The OS updates were handled by device manufacturers/service providers and release times differ from one company to another. That could be also another issue leading to platform's failure.
Version fragmentation was also another thing; devices running WP7 couldn't upgrade to WP8 - these had a special 7.8 release which bring some features from 8.0. Same thing happen with WP8 devices - the top-most could get W10M while mid and low-end ones would stuck on 8.1. I tried installing 10 on my Lumia 1320 - it made phone ran hot.
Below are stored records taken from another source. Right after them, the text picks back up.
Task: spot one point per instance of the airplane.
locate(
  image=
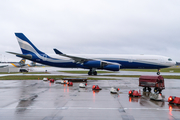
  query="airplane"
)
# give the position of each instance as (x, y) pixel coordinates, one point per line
(21, 63)
(92, 62)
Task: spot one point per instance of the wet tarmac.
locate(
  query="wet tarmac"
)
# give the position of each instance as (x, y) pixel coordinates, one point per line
(39, 100)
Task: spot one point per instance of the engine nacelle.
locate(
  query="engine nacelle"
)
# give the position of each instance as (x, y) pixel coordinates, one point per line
(92, 64)
(112, 67)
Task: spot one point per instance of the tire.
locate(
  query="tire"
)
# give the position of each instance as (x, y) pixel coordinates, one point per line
(149, 89)
(95, 73)
(158, 73)
(90, 73)
(155, 90)
(160, 91)
(144, 89)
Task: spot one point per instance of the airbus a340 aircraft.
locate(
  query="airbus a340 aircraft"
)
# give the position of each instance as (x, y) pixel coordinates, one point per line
(21, 63)
(92, 62)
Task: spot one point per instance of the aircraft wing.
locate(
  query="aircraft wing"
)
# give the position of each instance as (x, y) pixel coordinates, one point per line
(21, 55)
(82, 60)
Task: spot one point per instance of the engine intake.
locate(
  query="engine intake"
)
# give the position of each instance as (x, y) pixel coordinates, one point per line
(112, 67)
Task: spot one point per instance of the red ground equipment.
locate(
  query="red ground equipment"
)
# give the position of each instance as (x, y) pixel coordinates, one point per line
(174, 100)
(95, 87)
(155, 81)
(70, 83)
(134, 93)
(51, 80)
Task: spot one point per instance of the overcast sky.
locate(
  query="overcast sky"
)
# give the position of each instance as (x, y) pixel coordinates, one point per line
(92, 26)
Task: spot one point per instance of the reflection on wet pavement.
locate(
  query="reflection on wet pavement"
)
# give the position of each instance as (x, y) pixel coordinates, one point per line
(36, 99)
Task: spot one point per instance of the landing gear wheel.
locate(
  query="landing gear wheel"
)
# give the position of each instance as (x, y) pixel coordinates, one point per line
(155, 90)
(160, 91)
(158, 73)
(90, 72)
(149, 89)
(144, 89)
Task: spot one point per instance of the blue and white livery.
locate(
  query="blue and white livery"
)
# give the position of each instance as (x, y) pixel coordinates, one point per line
(91, 62)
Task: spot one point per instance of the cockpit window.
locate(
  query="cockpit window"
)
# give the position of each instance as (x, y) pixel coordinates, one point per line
(169, 59)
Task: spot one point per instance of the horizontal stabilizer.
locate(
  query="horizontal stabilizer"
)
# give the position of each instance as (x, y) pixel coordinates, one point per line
(57, 51)
(21, 55)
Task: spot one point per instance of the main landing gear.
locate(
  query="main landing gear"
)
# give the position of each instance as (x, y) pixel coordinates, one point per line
(92, 72)
(158, 73)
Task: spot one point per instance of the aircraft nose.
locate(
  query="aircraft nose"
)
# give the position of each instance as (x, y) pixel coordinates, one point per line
(177, 63)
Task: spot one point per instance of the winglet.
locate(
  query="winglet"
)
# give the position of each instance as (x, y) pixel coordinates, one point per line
(57, 51)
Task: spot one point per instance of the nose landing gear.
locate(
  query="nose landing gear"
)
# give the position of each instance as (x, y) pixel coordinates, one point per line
(92, 72)
(158, 73)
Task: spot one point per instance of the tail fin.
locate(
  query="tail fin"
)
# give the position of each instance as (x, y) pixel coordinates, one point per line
(25, 44)
(32, 64)
(22, 62)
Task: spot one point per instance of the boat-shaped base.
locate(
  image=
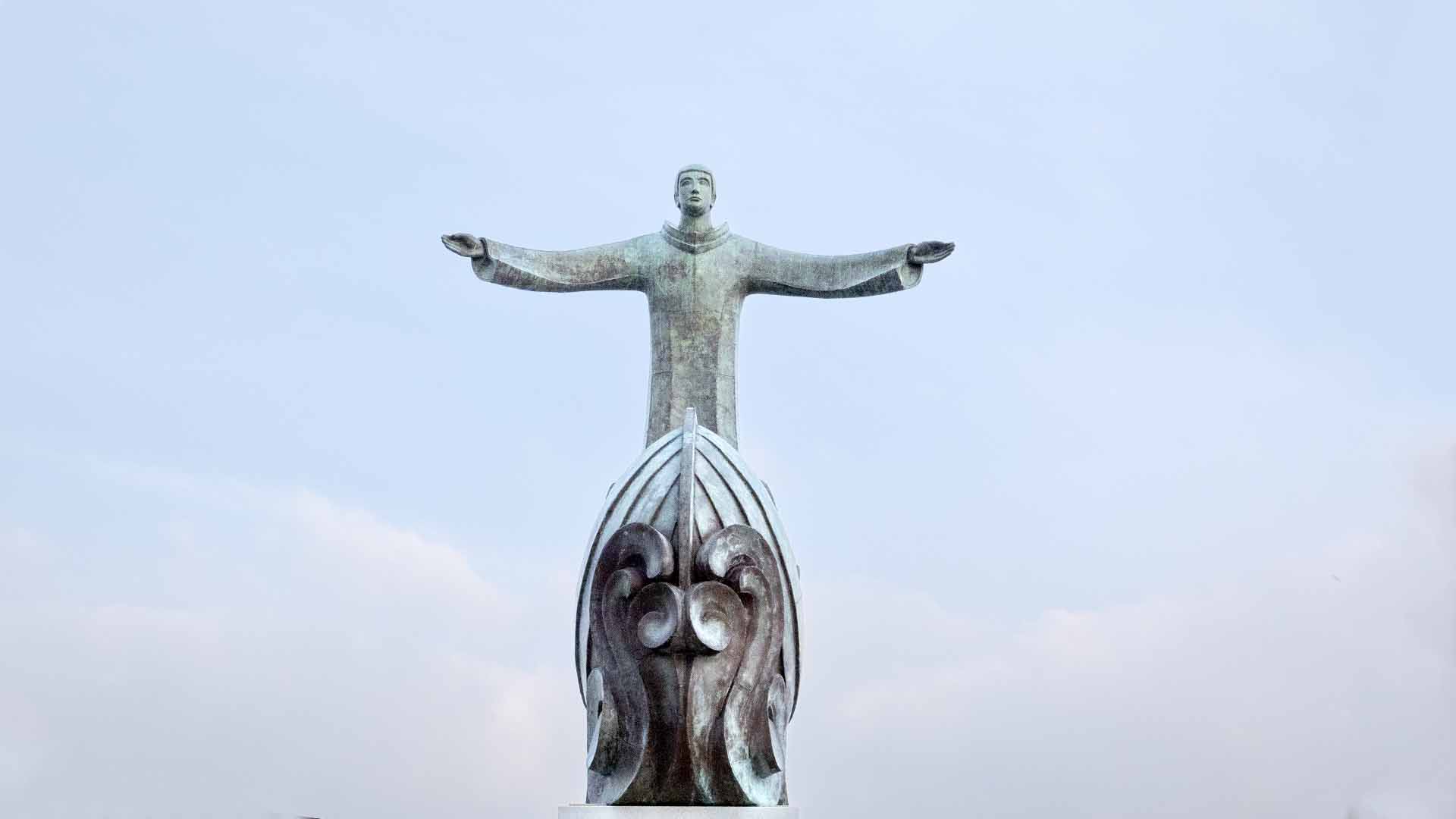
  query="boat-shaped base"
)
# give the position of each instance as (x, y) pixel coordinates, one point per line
(674, 812)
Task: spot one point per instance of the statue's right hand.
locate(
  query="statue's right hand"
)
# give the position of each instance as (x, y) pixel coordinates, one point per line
(465, 243)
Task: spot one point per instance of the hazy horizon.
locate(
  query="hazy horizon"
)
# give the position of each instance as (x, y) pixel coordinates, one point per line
(1144, 503)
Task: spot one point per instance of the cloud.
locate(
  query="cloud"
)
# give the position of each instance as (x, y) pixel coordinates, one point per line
(302, 657)
(283, 653)
(1316, 684)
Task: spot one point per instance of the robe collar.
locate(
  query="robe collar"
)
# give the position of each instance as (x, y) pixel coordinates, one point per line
(695, 242)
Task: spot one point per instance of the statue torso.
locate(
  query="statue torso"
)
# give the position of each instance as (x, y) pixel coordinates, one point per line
(695, 293)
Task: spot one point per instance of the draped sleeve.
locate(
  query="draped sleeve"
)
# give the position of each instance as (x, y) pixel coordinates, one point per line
(789, 273)
(603, 267)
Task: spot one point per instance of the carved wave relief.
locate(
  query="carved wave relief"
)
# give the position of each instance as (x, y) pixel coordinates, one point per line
(688, 632)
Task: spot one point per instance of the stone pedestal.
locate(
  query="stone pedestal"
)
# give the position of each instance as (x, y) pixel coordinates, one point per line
(673, 812)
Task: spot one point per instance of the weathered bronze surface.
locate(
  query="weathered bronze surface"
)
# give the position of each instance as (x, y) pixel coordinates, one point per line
(696, 278)
(688, 651)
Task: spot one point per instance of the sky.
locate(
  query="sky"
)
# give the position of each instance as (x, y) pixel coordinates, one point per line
(1144, 503)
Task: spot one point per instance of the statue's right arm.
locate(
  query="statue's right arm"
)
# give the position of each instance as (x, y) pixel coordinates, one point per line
(604, 267)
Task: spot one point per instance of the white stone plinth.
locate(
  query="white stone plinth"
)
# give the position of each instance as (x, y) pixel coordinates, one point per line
(674, 812)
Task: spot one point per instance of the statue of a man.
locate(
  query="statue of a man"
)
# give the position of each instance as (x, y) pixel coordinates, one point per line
(695, 278)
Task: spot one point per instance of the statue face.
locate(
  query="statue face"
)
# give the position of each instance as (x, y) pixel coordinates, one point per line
(695, 193)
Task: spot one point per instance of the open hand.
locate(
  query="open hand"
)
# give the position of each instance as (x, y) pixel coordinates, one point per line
(925, 253)
(465, 243)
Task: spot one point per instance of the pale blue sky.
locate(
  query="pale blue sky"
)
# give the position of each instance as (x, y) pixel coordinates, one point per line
(1141, 504)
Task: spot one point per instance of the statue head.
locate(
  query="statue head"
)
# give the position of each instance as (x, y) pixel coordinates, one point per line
(693, 191)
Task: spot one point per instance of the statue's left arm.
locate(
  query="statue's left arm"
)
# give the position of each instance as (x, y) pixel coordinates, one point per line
(788, 273)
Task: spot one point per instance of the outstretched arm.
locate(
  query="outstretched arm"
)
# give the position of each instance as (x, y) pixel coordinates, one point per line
(788, 273)
(604, 267)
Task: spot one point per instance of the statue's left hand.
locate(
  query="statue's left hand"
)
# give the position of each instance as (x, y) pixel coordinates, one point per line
(465, 243)
(929, 253)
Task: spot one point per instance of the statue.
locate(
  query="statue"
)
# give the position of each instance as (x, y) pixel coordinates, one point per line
(688, 651)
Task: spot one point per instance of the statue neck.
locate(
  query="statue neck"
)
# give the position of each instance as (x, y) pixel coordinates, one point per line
(696, 223)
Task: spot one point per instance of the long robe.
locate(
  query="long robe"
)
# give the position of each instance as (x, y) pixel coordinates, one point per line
(695, 286)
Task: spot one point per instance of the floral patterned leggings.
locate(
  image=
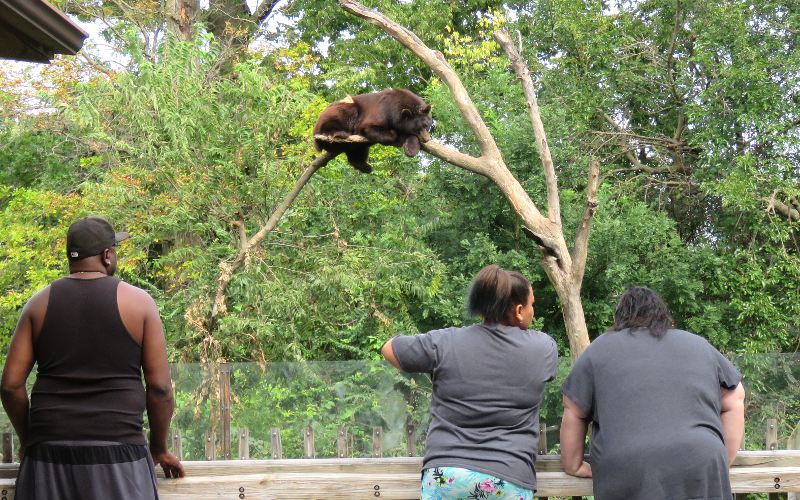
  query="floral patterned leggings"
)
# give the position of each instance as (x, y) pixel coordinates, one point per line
(450, 483)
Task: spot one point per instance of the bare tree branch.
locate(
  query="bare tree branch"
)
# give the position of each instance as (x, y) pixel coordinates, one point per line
(227, 269)
(553, 203)
(548, 233)
(264, 9)
(581, 247)
(436, 61)
(455, 157)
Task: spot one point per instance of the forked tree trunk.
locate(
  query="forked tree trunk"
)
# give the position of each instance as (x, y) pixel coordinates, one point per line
(564, 268)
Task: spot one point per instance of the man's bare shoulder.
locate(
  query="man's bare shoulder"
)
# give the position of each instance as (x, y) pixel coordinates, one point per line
(128, 292)
(37, 304)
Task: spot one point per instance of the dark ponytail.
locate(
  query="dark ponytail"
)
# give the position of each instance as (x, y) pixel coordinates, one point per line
(494, 291)
(641, 307)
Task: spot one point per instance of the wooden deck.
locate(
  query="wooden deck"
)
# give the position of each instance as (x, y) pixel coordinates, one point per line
(398, 478)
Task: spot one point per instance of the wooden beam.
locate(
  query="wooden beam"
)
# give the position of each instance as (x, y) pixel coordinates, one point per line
(398, 478)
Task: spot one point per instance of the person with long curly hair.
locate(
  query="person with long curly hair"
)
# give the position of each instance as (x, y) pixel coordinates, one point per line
(666, 409)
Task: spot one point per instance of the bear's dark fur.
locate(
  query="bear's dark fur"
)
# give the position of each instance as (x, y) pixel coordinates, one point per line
(392, 117)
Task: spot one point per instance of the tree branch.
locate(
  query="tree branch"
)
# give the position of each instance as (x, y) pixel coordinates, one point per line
(227, 269)
(521, 69)
(264, 9)
(581, 248)
(782, 209)
(436, 61)
(456, 157)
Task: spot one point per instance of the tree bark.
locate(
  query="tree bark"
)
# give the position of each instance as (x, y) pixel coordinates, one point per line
(565, 269)
(181, 16)
(227, 269)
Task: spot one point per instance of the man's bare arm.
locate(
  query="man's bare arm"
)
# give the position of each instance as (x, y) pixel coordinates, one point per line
(17, 368)
(732, 416)
(573, 434)
(158, 388)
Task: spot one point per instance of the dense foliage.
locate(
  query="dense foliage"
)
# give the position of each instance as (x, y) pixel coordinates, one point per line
(692, 107)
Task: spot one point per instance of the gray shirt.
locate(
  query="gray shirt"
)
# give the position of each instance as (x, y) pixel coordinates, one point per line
(488, 382)
(655, 411)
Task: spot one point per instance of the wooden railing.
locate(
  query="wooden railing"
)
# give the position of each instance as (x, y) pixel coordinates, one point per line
(398, 478)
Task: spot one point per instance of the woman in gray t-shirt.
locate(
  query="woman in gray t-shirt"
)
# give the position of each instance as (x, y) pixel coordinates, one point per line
(488, 381)
(667, 409)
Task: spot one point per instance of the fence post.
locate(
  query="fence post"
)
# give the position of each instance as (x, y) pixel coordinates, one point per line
(8, 447)
(410, 445)
(542, 439)
(341, 442)
(244, 443)
(377, 448)
(772, 434)
(308, 443)
(277, 450)
(225, 409)
(211, 445)
(772, 445)
(177, 445)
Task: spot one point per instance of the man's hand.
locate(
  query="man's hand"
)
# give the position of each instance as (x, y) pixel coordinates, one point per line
(585, 470)
(170, 463)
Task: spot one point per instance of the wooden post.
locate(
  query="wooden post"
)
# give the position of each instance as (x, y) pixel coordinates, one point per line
(410, 445)
(772, 434)
(341, 442)
(177, 445)
(542, 439)
(377, 448)
(211, 445)
(277, 450)
(244, 443)
(225, 410)
(308, 443)
(8, 447)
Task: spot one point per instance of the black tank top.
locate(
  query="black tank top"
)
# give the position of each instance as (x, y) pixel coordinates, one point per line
(89, 380)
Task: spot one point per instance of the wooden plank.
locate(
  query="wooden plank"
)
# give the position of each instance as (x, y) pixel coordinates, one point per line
(391, 484)
(177, 445)
(8, 448)
(411, 446)
(299, 486)
(211, 445)
(542, 439)
(377, 440)
(225, 410)
(772, 434)
(244, 443)
(275, 437)
(341, 443)
(412, 465)
(308, 443)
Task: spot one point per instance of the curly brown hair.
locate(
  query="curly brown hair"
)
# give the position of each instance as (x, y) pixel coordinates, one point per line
(641, 307)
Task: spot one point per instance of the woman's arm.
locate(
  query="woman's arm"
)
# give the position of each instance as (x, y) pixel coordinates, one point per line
(732, 416)
(573, 434)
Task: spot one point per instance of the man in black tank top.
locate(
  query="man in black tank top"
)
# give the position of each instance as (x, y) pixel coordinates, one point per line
(91, 336)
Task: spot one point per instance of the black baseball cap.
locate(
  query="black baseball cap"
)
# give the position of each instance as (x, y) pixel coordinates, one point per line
(90, 236)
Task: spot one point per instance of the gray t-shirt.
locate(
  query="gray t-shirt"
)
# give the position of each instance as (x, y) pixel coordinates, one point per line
(488, 382)
(655, 411)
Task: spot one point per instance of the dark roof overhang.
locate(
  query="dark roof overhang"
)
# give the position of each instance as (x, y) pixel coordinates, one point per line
(34, 30)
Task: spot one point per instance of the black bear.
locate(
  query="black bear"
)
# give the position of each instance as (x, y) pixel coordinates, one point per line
(392, 117)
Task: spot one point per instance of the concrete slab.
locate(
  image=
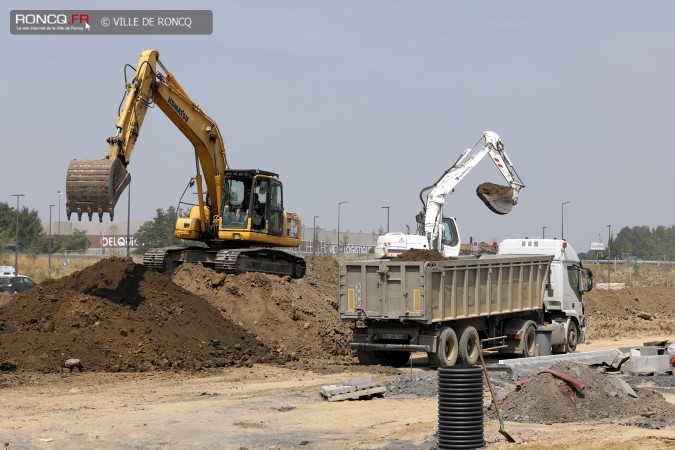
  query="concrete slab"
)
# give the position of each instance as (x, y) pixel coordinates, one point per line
(357, 394)
(649, 364)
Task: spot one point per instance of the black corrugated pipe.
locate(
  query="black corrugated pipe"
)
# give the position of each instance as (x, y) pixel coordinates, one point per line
(460, 407)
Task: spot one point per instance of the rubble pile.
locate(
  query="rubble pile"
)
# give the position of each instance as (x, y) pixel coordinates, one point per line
(548, 399)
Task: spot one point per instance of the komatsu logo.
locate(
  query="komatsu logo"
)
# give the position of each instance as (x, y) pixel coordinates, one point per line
(178, 110)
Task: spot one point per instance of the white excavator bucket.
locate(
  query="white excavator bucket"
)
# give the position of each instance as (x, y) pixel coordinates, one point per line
(499, 199)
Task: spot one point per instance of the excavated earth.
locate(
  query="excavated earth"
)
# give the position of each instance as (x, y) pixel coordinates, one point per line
(548, 399)
(117, 316)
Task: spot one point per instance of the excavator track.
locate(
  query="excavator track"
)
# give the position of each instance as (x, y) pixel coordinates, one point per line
(264, 260)
(236, 261)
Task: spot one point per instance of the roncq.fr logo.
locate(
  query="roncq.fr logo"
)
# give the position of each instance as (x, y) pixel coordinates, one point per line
(51, 19)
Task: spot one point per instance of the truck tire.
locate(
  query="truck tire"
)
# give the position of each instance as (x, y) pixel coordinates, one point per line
(528, 342)
(365, 358)
(468, 339)
(446, 355)
(572, 337)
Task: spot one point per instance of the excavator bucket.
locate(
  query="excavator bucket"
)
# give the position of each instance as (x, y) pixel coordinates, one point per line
(94, 186)
(496, 197)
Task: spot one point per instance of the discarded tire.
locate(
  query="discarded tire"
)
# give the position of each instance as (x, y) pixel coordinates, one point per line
(460, 407)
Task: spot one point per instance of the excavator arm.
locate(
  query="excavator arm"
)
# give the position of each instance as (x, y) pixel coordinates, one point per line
(499, 199)
(94, 186)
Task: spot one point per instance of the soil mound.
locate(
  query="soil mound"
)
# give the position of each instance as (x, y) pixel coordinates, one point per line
(548, 399)
(118, 316)
(296, 318)
(632, 312)
(416, 254)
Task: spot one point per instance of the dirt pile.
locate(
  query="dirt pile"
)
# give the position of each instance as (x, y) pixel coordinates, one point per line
(548, 399)
(420, 255)
(296, 318)
(117, 316)
(632, 312)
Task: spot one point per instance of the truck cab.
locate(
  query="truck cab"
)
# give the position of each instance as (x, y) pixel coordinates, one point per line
(567, 281)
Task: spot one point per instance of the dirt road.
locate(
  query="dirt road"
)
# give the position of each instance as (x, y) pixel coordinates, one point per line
(215, 361)
(262, 407)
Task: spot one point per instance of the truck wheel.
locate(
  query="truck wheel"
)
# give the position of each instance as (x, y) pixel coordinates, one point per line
(447, 350)
(468, 349)
(572, 337)
(365, 358)
(528, 342)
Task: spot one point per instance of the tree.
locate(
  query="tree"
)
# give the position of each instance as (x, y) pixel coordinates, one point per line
(159, 232)
(31, 232)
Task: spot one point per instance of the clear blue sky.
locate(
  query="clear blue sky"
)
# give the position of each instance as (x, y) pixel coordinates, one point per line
(368, 102)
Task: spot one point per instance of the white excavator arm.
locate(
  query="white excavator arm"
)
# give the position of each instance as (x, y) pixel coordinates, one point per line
(500, 199)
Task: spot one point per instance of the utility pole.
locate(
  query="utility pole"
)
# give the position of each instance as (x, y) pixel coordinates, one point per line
(315, 237)
(387, 216)
(16, 244)
(58, 225)
(562, 225)
(49, 259)
(609, 236)
(339, 204)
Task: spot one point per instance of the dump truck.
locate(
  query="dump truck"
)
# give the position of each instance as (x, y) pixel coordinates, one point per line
(526, 300)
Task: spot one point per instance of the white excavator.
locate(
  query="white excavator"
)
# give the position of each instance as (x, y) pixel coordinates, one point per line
(435, 232)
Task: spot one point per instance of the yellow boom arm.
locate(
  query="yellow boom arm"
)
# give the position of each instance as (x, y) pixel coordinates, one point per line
(95, 185)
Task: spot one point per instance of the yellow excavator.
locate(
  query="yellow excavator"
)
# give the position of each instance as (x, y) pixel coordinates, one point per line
(237, 220)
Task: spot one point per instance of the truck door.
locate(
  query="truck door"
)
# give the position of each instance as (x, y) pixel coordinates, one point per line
(450, 237)
(572, 295)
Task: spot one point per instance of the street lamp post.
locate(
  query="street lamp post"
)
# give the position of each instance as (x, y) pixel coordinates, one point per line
(315, 237)
(128, 217)
(339, 204)
(16, 244)
(49, 259)
(562, 220)
(387, 216)
(609, 236)
(58, 225)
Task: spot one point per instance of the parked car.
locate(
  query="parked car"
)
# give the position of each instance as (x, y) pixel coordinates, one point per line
(16, 284)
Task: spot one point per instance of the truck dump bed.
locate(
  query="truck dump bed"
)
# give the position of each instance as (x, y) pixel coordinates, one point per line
(435, 291)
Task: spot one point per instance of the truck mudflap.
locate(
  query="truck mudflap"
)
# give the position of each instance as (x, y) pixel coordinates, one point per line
(390, 347)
Metro interface was perfect on mobile devices and tiles were an amazing middle ground between icons and widgets at that time. Apple pick up quite recently that concept allowing icons to be expanded into widgets serving particular bits of information. Overall the OS interface focused exactly on displaying needed information instead of delivery form for it; this was achieved by big font and modest use of icons within e.g settings pages. Windows 8/.1 failed miserably on desktop as we know - it wouldn't be as bad if start menu and desktop paradigm would remain and only visually system would receive a flat "lifting" as it did with Windows 10. But at that time it was too late.
YouTube stomping out the good 3rd party apps on Vision Pro killed the device for me (along with it being heavy enough to give me neck aches after a few sessions of use)
The fragmentation was equally worse on the dev side. You couldn’t develop WP8 apps on Win7 and vice versa no WP7 apps on Win8. The same happened with Win8.1 and Win10. So you had 4 different phone OS completely incompatible.
At the time I was working on WP apps for a customer and needed 3 different OS installed to work on their apps.